Angiotech Pharmaceutical Inc. (OTC:ANPI) is giving its creditors a few more days to mull over a settlement that would pay them pennies on the dollar for their stakes in the bankrupt firm.
The Vancouver-based maker of paclitaxel, the drug used in Boston Scientific Corp.’s (NYSE:BSX) Taxus coronary stents, filed for bankruptcy in late January. The Supreme Court of British Columbia approved a bankruptcy plan, aimed at eliminating $250 million in debt under Canada’s Companies’ Creditors Arrangement Act. The plan will largely wipe out the company’s existing shareholders, apart from a group connected with its 2006 acquisition of Quill Medical Inc.
Angiotech said in regulatory filings that it will give creditors with claims of $5,000 to $31,250 10 days to decide whether to accept a $5,000 cash settlement. Creditors owed more than $31,250 can elect to receive a cash settlement of 16 cents on the dollar, up to $24,000. The countdown is slated to begin today, coincident with Angiotech’s annual shareholders meeting.
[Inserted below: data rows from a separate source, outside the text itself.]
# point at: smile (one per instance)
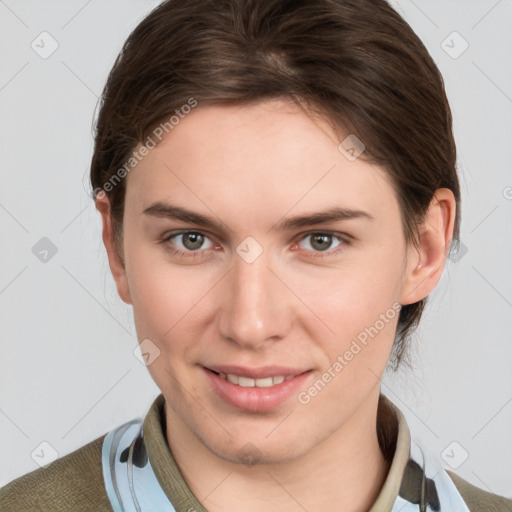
(248, 382)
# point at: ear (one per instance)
(425, 263)
(117, 266)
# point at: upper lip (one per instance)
(256, 373)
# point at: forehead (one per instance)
(266, 157)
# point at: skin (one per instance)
(250, 167)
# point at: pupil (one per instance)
(198, 240)
(325, 238)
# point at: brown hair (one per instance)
(356, 61)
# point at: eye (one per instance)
(191, 243)
(321, 242)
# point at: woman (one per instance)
(278, 194)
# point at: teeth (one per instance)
(247, 382)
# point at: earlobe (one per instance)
(117, 266)
(425, 263)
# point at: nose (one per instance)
(256, 307)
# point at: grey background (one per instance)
(68, 372)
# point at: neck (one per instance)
(346, 471)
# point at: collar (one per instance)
(140, 471)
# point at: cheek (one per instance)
(358, 301)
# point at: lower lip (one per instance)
(256, 399)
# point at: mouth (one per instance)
(256, 390)
(249, 382)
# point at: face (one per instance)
(263, 290)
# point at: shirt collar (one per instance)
(392, 432)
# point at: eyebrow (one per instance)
(334, 214)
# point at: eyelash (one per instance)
(342, 237)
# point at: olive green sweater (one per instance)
(74, 483)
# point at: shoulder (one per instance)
(73, 482)
(479, 500)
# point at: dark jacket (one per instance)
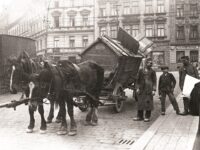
(167, 83)
(195, 100)
(190, 70)
(146, 83)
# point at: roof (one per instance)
(114, 45)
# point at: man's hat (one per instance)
(185, 57)
(164, 67)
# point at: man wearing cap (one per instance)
(166, 86)
(188, 69)
(145, 89)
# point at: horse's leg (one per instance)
(70, 107)
(94, 112)
(95, 116)
(59, 116)
(63, 128)
(43, 121)
(89, 114)
(51, 112)
(32, 120)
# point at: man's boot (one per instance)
(186, 107)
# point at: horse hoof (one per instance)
(42, 131)
(58, 121)
(29, 130)
(72, 133)
(94, 123)
(87, 123)
(62, 132)
(49, 121)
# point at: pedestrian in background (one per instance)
(166, 86)
(145, 89)
(188, 69)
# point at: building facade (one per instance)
(70, 29)
(147, 17)
(184, 25)
(62, 31)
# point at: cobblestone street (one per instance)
(114, 131)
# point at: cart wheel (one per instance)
(119, 103)
(84, 106)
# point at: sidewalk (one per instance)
(169, 132)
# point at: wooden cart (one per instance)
(121, 67)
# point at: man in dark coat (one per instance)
(166, 86)
(145, 89)
(189, 69)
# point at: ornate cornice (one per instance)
(85, 12)
(56, 13)
(71, 13)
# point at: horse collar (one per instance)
(76, 67)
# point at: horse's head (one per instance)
(21, 68)
(67, 68)
(39, 84)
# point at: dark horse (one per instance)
(67, 80)
(23, 69)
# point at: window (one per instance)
(179, 10)
(148, 6)
(135, 7)
(71, 3)
(149, 30)
(113, 31)
(56, 42)
(158, 58)
(127, 28)
(72, 21)
(102, 30)
(160, 30)
(102, 11)
(180, 33)
(194, 56)
(194, 32)
(126, 8)
(113, 10)
(56, 22)
(179, 54)
(85, 41)
(161, 6)
(71, 42)
(56, 4)
(135, 30)
(194, 10)
(72, 59)
(85, 20)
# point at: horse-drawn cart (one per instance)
(121, 67)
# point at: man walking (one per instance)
(166, 86)
(145, 89)
(188, 69)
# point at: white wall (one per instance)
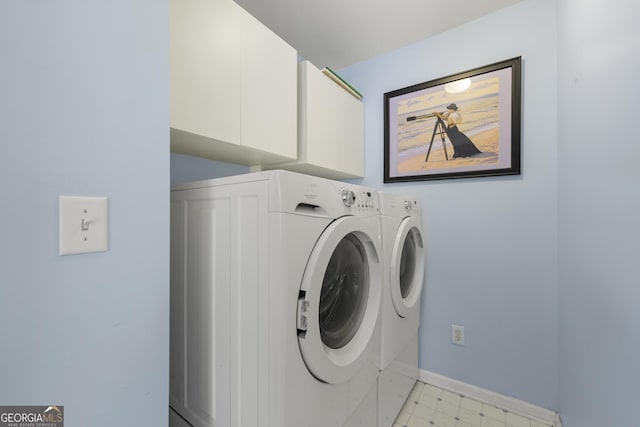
(84, 111)
(491, 242)
(599, 200)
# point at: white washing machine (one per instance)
(275, 301)
(404, 262)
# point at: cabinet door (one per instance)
(334, 124)
(206, 68)
(269, 90)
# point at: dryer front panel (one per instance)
(339, 301)
(406, 269)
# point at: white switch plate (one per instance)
(83, 225)
(457, 334)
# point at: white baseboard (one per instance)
(483, 395)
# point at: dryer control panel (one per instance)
(361, 200)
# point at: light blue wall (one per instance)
(188, 168)
(491, 242)
(599, 201)
(84, 111)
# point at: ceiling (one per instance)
(339, 33)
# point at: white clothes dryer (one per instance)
(275, 300)
(404, 263)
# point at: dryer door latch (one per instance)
(303, 307)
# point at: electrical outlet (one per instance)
(457, 334)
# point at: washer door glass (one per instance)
(407, 265)
(339, 299)
(406, 269)
(344, 293)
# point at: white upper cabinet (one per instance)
(330, 128)
(233, 85)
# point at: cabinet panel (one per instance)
(269, 90)
(233, 85)
(330, 128)
(205, 68)
(334, 131)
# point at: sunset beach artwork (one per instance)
(483, 106)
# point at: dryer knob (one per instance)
(348, 198)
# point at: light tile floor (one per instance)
(430, 406)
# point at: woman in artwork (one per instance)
(462, 145)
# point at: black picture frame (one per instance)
(484, 101)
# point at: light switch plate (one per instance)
(83, 225)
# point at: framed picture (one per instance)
(460, 126)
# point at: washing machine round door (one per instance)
(406, 269)
(339, 300)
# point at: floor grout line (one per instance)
(431, 406)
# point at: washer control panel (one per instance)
(361, 200)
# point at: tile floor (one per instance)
(430, 406)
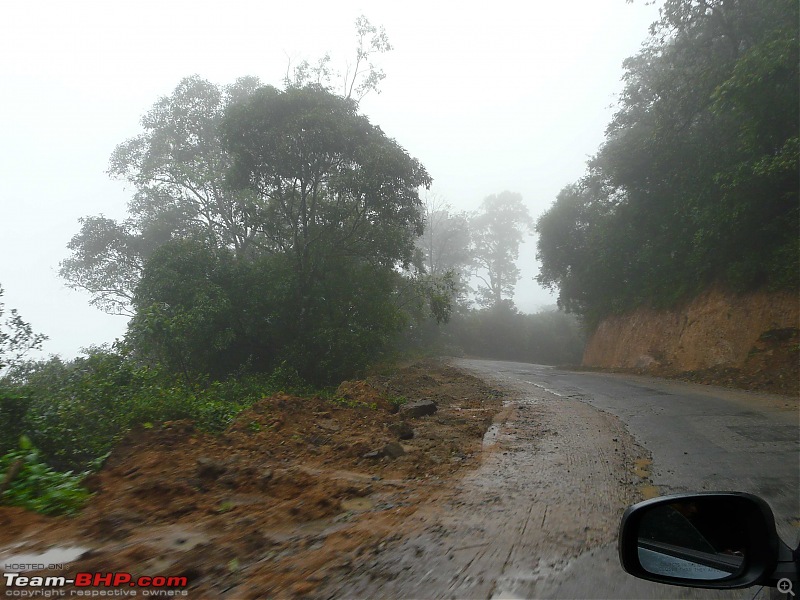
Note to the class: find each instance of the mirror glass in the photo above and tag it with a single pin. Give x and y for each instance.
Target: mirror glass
(699, 538)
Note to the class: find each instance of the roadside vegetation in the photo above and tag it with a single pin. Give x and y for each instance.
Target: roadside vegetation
(697, 181)
(278, 241)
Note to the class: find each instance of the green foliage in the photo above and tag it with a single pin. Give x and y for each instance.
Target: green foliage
(39, 488)
(75, 411)
(497, 232)
(16, 338)
(698, 178)
(267, 226)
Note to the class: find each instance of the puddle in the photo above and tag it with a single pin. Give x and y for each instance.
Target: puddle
(52, 558)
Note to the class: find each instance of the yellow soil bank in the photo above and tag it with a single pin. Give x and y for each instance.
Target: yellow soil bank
(715, 330)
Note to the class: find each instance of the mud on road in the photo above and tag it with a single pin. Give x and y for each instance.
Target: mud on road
(495, 492)
(554, 478)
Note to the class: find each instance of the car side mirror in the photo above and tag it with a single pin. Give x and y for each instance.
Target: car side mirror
(709, 540)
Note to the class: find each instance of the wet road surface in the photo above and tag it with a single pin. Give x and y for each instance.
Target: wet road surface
(539, 517)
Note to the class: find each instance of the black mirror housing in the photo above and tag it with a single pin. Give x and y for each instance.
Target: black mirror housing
(720, 540)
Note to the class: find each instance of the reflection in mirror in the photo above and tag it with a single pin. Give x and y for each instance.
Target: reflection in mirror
(700, 538)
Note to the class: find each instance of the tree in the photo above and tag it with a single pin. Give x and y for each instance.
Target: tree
(16, 338)
(497, 232)
(339, 200)
(360, 77)
(177, 168)
(697, 180)
(445, 243)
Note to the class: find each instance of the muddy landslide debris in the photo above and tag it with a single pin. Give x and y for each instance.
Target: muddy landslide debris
(283, 500)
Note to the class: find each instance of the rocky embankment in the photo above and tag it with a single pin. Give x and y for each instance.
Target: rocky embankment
(748, 340)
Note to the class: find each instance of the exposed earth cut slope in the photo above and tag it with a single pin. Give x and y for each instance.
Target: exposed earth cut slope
(748, 340)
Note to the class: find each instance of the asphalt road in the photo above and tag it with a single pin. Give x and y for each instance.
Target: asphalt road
(701, 438)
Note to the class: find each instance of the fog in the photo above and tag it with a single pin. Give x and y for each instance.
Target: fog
(516, 98)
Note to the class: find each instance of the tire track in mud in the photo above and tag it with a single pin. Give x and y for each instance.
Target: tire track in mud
(556, 475)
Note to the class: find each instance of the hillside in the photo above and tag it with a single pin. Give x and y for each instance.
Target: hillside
(749, 340)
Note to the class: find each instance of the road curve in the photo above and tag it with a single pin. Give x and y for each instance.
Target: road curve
(569, 451)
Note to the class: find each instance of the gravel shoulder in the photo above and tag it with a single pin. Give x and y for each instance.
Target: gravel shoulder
(555, 476)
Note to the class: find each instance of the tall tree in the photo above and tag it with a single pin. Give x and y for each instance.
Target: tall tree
(336, 195)
(497, 232)
(177, 168)
(445, 242)
(697, 180)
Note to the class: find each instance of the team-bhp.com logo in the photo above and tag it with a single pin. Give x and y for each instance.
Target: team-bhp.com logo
(93, 585)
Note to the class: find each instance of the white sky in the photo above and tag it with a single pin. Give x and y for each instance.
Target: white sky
(488, 96)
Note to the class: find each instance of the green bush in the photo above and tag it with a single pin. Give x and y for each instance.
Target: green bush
(75, 411)
(38, 487)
The deadlines do not affect holders of the company’s 7.75 percent senior subordinated notes due 2014.
Angiotech officials said recently that its net losses widened during the three months ended Dec. 31, 2010, rising to $11.8 million.
The company attributed the losses to a continued, downward slide of royalty revenues from Taxus sales, which declined by 59 percent during the quarter to just more than $6 million (compared to $13.5 million during Q4 2009). Angiotech reaps around 6 percent of the net sales of Taxus stents worldwide from royalties for BSX’s use of its product.
Since hitting a high-water mark in 2005, Angiotech’s royalty revenues from paclitaxel-eluting coronary devices have plummeted in subsequent years.
Boston Scientific is still the worldwide leader in drug-eluting stents, but a steady increase in competition from other DES makers like Abbott Laboratories (NYSE:ABT), Johnson & Johnson (NYSE:JNJ) subsidiary Cordis Corp. and Medtronic Inc. (NYSE:MDT) has cut into those sales significantly.
ANPI stock was de-listed from the Toronto Stock Exchange March 3, after it failed to meet the market’s trading requirements.